Incidence Prevalence and Risk Factors

Estimates of incidence and prevalence of dementia in PD vary widely because of different definitions, methods of ascertainment, and study designs. Prevalence rates of dementia in hospital- or clinic-based cohort studies range from 11% to 22% (123-125), whereas population-based estimates are somewhat higher, ranging from 18% to 44% (9,126-129), perhaps reflecting referral bias. A recent systematic review of the literature estimated that the prevalence of dementia in PD ranges from 25% to 31% (130). This review also found that dementia in PD accounted for 3% to 4% of the total dementia population.

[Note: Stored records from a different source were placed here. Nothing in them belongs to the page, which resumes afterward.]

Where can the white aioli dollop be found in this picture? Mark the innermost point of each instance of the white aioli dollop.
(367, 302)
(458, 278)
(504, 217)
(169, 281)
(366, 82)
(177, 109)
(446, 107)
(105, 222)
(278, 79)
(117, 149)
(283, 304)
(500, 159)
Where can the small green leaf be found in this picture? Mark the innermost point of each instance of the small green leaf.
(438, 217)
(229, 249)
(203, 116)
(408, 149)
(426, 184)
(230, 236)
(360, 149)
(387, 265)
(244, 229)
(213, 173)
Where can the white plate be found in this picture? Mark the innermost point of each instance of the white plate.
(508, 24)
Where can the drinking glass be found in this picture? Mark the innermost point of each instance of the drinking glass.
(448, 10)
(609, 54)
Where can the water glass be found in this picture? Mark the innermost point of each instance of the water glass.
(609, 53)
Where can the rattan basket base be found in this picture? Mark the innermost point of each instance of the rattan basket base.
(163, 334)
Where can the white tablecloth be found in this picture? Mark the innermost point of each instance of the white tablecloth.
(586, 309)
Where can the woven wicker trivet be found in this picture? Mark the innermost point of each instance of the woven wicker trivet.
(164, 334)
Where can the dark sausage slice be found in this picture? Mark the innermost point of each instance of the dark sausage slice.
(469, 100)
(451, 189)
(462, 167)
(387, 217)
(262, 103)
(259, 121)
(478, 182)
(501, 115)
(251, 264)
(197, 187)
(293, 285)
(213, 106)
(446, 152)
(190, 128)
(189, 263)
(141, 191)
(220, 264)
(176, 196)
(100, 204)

Incidence rates for PD dementia range from 4% to 11% per year, with a relative risk for the development of dementia in PD of 2 to 6 (12,129,131-133). Age and severity of extrapyramidal symptoms were associated with an overall risk of developing dementia. One study demonstrated that age and severity of disease by themselves were not associated with a greater risk of dementia, but the combination of these two features resulted in an almost 10-fold greater risk (134), suggesting a combined effect. Later age of onset of PD, longer duration of PD symptoms, the presence of hallucinations, depressive symptoms, and a family history of dementia have also been reported to be risk factors for dementia, although less consistently.

Although dementia in PD has been traditionally thought of as occurring in the "latter half" of the disease, it may actually parallel motor progression from its onset and is simply recognized much later than the motor symptoms. Fernandez et al. correlated the neuropsychological profiles of 106 random PD patients to the total motor UPDRS "off" scores and found a significant correlation with MMSE and Dementia Rating Scale (DRS) scores (r=-0.34, P < 0 .001; r=-0.34, P < 0.001, respectively). Moreover, certain motor aspects correlated better: bradykinesia and postural/gait dysfunction were most correlated with cognitive function but tremor was not, axial signs also correlated more than appendicular signs, and parkinsonism on the right side correlated more than on the left side (135).

Some common risk factors for the development of AD, including head injury, hypertension, and diabetes mellitus, are not predictors for the development of dementia in PD (136). However, the epsilon 4 isoform of the apolipoprotein E gene (APO-E4), an established risk factor for AD, has been shown to correlate with an increased risk of dementia in PD (12,137,138). Furthermore, the epsilon 2 allele (APO-E2) is also associated with the development of dementia in PD patients (12,137), whereas it is considered protective in AD.